Recuerdo como en un sueño que me hubieran contado que era una niña bonita. Recuerdo que una amiga y yo falsificamos nuestras cédulas para poder trabajar. Siempre había necesidad en nuestras casas. Quería un vestido y unos hermosos zapatos nuevos, como los que nunca había tenido. Quería poder comprarle al chamaquito algún juego que fuera suyo para siempre, a mamita darle descanso, que no tuviera que trabajar en una lavandería y una taquería. Quería que sus manos volviesen a verse suaves y deshinchadas y cuando me contrataron para la maquiladora me sentí dichosa. Ya estudiaría cuando en casa pudiéramos comer y vivir decentemente.

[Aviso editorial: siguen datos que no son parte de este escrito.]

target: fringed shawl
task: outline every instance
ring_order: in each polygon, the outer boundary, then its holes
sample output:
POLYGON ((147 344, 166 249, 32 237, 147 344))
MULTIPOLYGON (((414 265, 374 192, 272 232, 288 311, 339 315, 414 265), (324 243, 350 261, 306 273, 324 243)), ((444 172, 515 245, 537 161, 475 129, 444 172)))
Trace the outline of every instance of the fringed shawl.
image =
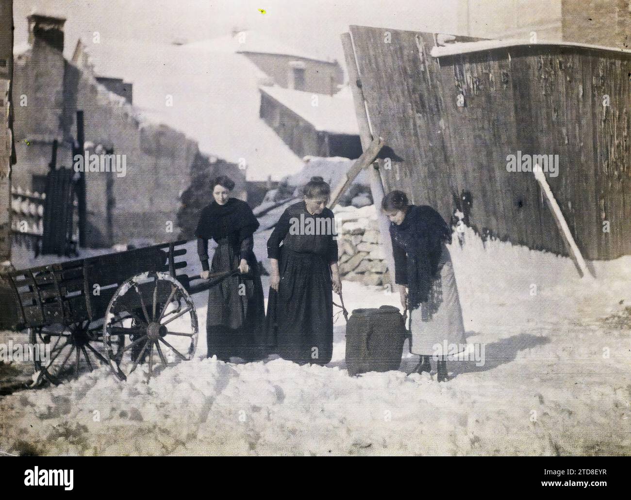
POLYGON ((259 221, 250 206, 237 198, 230 198, 225 205, 213 201, 201 211, 195 235, 219 242, 239 232, 239 241, 251 236, 259 227, 259 221))
POLYGON ((427 205, 411 206, 403 222, 390 224, 392 243, 407 252, 410 309, 427 302, 432 282, 440 272, 442 245, 451 241, 451 230, 442 217, 427 205))

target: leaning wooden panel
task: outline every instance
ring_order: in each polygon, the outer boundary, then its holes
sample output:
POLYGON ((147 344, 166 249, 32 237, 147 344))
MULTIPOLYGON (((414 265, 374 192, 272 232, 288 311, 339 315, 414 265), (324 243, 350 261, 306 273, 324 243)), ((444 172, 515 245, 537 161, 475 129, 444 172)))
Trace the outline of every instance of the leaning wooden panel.
POLYGON ((387 189, 567 255, 532 173, 507 170, 510 154, 553 155, 547 178, 584 255, 631 253, 630 51, 350 30, 373 134, 391 148, 387 189))

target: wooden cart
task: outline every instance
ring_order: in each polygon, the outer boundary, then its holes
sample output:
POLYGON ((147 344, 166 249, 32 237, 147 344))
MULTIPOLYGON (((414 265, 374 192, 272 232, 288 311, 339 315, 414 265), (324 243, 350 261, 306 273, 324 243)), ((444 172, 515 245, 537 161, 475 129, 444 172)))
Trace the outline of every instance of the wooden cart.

Fue el primer y último día que trabajé en aquel infierno de muchachas tristes, capataces de látigo y gringos sonrientes de manos largas y lengua viscosa de lagarto venenoso. Subí a aquella camioneta y se hizo la oscuridad en la que mis huesos se entremezclan con raíces y larvas. En el cráneo que adornaba mi brillante melena negra anidó este año la serpiente y de mis cuencas vacías partió una legión de diminutas culebritas. Ya comieron mi carne los coyotes y los gusanos, ya quedaron mis huesos tan blancos que hacen envidiar al nácar y al alabastro. Desde este silencio sólo roto por el aullido de los coyotes y el sisear de las serpientes, desde esta negrura pura en la que mil soles no podrían penetrar, intento recordar todo aquello que sea posible porque si dejo de recordar me convertiré en nada, en la nada que decidieron para mi aquellos hombres sin alma ni entrañas. Tengo un vago recuerdo del daño que me hicieron, pero el recuerdo más nítido que tengo es el último: el momento en que dejé de aferrarme a la vida, batalla que ya estaba decidida, con mis pequeñas manos. Dejaron de dolerme los cortes, las quemaduras, los desgarros, los puñetazos. Deje de escuchar sus palabras soeces y repugnantes, deje de olerlos y desapareció la náusea, dejo de dolerme la superficie de mi piel y lo que bajo ella, roto o magullado, se contenía. Me dormí y permanezco en este silencio alerta al crecer de las raíces del cactus, al escarbar del gato, al zumbido del insecto, a las cosquillas que me hacen las serpientes en los huesos. Desde aquí se escucha el viento y aunque hace frío no siento miedo. He olvidado casi a todos a los que quise, igual que he olvidado prácticamente mi vida entera. No sé si me gustaba jugar o a qué. No recuerdo si me gustaba cantar o bailar, no existe un chico que haga que mis huesos enloquezcan y hagan música por su amor.

Mi tormento es saberte sola. Rezo a Dios para que la espera sea corta.